During the morning of Wednesday May 14, we began receiving reports of intermittent issues from Clearly Cloud users in parts of the US with registrations and call completion. The engineering team immediately began investigating and closely monitored the performance of all related systems for the next several hours, identifying the cause of the problem.
A full analysis confirmed that call signaling messages were being jammed up during three timeframes, each approximately ~13 minutes, ~6 minutes, and ~5 minutes in duration. The cause of the problem was a replica (spare) database server unable to keep up with the synchronization from the primary systems, causing widespread delays and backups completing tasks like registration handling.
Once the cause was identified as a non-production server, our team began to take immediate action by disabling its role and disconnecting it from the production systems while evaluating what was behind its performance problem. This prevented additional issues beyond those experienced. Metrics and logs indicated a likely hardware issue. Thankfully, ClearlyIP's recent investments in improving its Central US datacenter operations meant our team could quickly move the replica database to this newer environment.

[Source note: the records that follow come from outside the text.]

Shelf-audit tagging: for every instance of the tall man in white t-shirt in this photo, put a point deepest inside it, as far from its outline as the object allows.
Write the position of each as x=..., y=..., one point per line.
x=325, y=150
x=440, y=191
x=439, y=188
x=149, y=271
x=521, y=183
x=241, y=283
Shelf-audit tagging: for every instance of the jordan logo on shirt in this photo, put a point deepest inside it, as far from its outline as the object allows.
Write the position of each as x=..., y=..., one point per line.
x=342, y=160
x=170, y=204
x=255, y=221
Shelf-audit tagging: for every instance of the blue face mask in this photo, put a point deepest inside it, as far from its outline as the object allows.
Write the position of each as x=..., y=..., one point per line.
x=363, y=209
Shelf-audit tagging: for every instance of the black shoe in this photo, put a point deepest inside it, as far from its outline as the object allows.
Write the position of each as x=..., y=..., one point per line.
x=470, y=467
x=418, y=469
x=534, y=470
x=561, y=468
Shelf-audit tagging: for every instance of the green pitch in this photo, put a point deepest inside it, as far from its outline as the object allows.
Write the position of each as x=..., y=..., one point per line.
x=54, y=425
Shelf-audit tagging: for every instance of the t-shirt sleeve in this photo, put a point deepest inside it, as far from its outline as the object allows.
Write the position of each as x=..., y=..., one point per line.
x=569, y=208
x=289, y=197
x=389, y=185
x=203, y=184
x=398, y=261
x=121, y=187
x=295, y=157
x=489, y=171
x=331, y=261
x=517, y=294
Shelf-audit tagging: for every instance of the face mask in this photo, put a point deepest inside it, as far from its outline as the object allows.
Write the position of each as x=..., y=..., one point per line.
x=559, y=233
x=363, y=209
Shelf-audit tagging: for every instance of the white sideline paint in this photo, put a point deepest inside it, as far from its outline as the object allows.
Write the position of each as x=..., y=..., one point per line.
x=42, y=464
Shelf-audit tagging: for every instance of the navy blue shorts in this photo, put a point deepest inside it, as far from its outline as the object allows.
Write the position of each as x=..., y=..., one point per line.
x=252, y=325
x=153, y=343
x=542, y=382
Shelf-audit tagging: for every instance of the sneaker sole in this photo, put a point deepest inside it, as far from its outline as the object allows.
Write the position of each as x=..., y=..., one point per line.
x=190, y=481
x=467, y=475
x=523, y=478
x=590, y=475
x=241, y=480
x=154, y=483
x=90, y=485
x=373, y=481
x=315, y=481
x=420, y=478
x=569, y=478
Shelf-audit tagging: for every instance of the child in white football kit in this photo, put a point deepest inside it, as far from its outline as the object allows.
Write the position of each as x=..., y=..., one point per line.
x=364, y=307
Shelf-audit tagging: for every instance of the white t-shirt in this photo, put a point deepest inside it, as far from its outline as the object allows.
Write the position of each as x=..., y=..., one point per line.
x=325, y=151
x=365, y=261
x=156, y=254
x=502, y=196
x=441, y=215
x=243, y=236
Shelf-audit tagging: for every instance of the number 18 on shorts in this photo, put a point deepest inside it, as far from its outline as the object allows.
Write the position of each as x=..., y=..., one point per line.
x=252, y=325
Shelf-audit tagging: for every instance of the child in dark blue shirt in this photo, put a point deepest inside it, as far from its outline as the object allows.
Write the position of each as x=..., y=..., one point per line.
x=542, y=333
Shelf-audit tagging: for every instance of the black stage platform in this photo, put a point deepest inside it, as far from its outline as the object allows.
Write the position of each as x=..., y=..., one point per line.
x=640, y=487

That migration was completed several hours after the issues began, situating the replica server in the new environment. It was then restored to service late afternoon. No similar Clearly Cloud issues were observed after the replica server was taken out of service, or since it was restored to service. Our teams will continue to proactively monitor the performance of these systems and study additional improvements which can minimize the impact of similar circumstances for the future.